Computational hardness of detecting graph lifts and certifying lift-monotone properties of random regular graphs

TL;DR

This paper conjectures that detecting random lifts of Ramanujan graphs is computationally hard and explores the implications of this conjecture for certifying properties of random regular graphs, supported by lower bounds against certain algorithms.

Contribution

It introduces a new conjecture on the hardness of detecting graph lifts and analyzes its implications for certifying properties of random regular graphs, supported by theoretical evidence.

Findings

Proves lower bounds against the local statistics hierarchy for hypothesis testing.

Shows no polynomial-time algorithm can certify tight bounds on maximum cut, independent set, or chromatic number under the conjecture.

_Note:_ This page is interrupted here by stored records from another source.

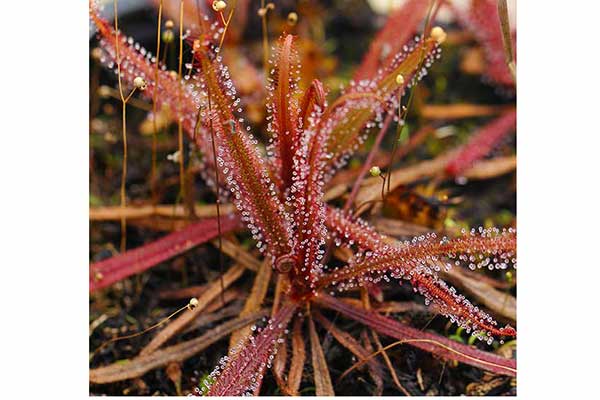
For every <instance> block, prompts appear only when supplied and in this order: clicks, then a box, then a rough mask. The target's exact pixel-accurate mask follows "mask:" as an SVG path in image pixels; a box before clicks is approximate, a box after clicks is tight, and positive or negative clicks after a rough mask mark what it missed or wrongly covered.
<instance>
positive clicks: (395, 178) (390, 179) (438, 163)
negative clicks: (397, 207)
mask: <svg viewBox="0 0 600 400" xmlns="http://www.w3.org/2000/svg"><path fill="white" fill-rule="evenodd" d="M456 154H458V151H457V150H452V151H449V152H447V153H444V154H441V155H439V156H437V157H436V158H434V159H433V160H427V161H421V162H420V163H418V164H415V165H411V166H408V167H403V168H400V169H397V170H395V171H392V173H391V177H390V178H389V179H390V188H389V190H390V191H392V190H394V189H395V188H397V187H398V186H400V185H406V184H409V183H412V182H414V181H417V180H419V179H422V178H427V177H431V176H434V175H437V174H439V173H442V172H443V171H444V167H445V166H446V164H447V163H448V162H449V161H450V160H452V159H453V158H454V157H455V156H456ZM374 200H381V178H379V177H373V178H369V179H365V181H364V182H363V187H362V188H361V190H360V192H359V193H358V196H356V201H355V204H356V205H357V207H358V205H360V204H362V203H365V202H369V201H374Z"/></svg>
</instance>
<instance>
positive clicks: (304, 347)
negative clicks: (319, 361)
mask: <svg viewBox="0 0 600 400" xmlns="http://www.w3.org/2000/svg"><path fill="white" fill-rule="evenodd" d="M305 362H306V346H305V344H304V337H303V336H302V319H301V318H297V319H296V320H295V321H294V331H293V334H292V361H291V364H290V372H289V374H288V387H289V388H290V391H291V392H292V393H298V391H299V390H300V383H301V382H302V372H303V371H304V363H305Z"/></svg>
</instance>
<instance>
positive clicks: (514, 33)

Demonstrates spectral bounds are optimal among polynomial-time certificates for certain graph properties.

Abstract

We introduce a new conjecture on the computational hardness of detecting random lifts of graphs: we claim that there is no polynomial-time algorithm that can distinguish between a large random $d$-regular graph and a large random lift of a Ramanujan $d$-regular base graph (provided that the lift is corrupted by a small amount of extra noise), and likewise for bipartite random graphs and lifts of bipartite Ramanujan graphs. We give evidence for this conjecture by proving lower bounds against the local statistics hierarchy of hypothesis testing semidefinite programs. We then explore the consequences of this conjecture for the hardness of certifying bounds on numerous functions of random regular graphs, expanding on a direction initiated by Bandeira, Banks, Kunisky, Moore, and Wein (2021). Conditional on this conjecture, we show that no polynomial-time algorithm can certify tight bounds on the maximum cut of random 3- or 4-regular graphs, the maximum independent set of random 3- or 4-regular graphs, or the chromatic number of random 7-regular graphs. We show similar gaps asymptotically for large degree for the maximum independent set and for any degree for the minimum dominating set, finding that naive spectral and combinatorial bounds are optimal among all polynomial-time certificates. Likewise, for small-set vertex and edge expansion in the limit of very small sets, we show that the spectral bounds of Kahale (1995) are optimal among all polynomial-time certificates.